To do that, AHF utilizes a federal program called 340B, which was signed into law by President George H.W. Bush. It mandates that pharmaceutical companies must give major discounts to eligible healthcare organizations, such as AHF, that buy medications from them. AHF then distributes the drugs to uninsured and insured patients and is allowed to charge a private insurance company or the government the retail cost of the medication. Under 340B, an organization is permitted to keep the difference from the low price paid for the drug and the higher amount reimbursed.
Since the discovery of the AIDS cocktail in 1996, AHF has primarily focused on expanding HIV drug treatment around the world, with the intent of controlling the global spread of HIV. The HIV/AIDS crisis has long been considered a public health crisis, and AHF has seen itself as a public health institution.
It continually works to prevent and treat sexually transmitted diseases such as syphilis and gonorrhea; it demanded that the World Health Organization should respond more quickly and forcefully to address the 2014 Ebola crisis in Africa that took thousands of lives, including an AHF doctor who treated Ebola patients; and it has long sought to lower exorbitant drug prices. AHF, with approval from its board of directors, is now taking on gentrification and the housing affordability crisis as public health issues.
AIDS Healthcare Foundation has seen firsthand that gentrification and the housing affordability crisis have negatively impacted its patients in Los Angeles and San Francisco and in other cities where it operates, such as Seattle, New York, and Washington D.C. As medical experts have noted, people living with chronic diseases need affordable, stable housing to maintain good health.
In Los Angeles, AHF went back to its roots, and became a housing provider in 2017 with the creation of Healthy Housing Foundation and Housing Is A Human Right, the housing advocacy division of AHF. HHF and HHR carry out AHF’s mission of providing “cutting-edge medicine and advocacy.”
Healthy Housing Foundation has repurposed hotels and motels in Downtown Los Angeles, Hollywood, and East Los Angeles, providing hundreds of housing units to lower-income residents. HHF is also planning to build an affordable-housing tower in Fort Lauderdale, Florida, where AHF operates.
In addition, through Housing Is A Human Right, AHF seeks to create policy change and push forward a people-first housing agenda known as the “3 Ps”: protect tenants; preserve communities; and produce housing. The 3 Ps directly confront a profits-over-people, trickle-down housing agenda pushed by the real estate industry and its political allies in government.
“We must urgently address our housing affordability crisis by first helping those in most need,” says Housing Is A Human Right Director René Christian Moya. “That means creating policies and building housing for the middle- and working-class. They are bearing the brunt of excessive, unfair rents and harmful policymaking driven by the real estate industry, which includes corporate landlords and developers.”
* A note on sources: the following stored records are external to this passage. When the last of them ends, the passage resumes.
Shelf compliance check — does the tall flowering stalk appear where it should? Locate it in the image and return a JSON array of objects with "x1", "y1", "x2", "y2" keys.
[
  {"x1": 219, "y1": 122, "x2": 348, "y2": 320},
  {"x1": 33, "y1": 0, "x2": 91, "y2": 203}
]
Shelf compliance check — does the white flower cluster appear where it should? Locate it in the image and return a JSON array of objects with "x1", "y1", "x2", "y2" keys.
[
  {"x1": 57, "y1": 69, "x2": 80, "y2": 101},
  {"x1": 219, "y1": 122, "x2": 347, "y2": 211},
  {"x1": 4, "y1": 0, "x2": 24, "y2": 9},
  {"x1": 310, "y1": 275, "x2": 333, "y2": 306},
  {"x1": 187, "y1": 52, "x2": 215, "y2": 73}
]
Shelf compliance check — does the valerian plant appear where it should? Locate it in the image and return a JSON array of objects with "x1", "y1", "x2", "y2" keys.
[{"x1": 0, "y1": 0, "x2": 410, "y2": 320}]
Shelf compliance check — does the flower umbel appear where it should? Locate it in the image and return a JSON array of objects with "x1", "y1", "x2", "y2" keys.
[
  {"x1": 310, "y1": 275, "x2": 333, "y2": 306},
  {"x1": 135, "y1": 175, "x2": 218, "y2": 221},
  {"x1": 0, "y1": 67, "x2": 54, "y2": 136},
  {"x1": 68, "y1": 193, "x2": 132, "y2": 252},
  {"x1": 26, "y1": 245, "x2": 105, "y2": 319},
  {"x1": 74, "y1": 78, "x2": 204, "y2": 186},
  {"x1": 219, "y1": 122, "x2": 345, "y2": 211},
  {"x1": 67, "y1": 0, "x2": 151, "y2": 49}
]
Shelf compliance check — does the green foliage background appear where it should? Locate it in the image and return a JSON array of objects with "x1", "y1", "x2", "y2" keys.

Housing Is A Human Right and AIDS Healthcare Foundation have recently launched a new statewide ballot measure, the “Rental Affordability Act,” to bring rent control to California, aiming for the 2020 election. Like in previous battles against powerful forces, AHF expects vigorous opposition from the real estate industry, which spent, in 2018, $77.3 million to stop repeal of statewide rent control restrictions in California. But AHF will follow the guidance of its co-founder, Chris Brownlie: “If we fight, we can win.”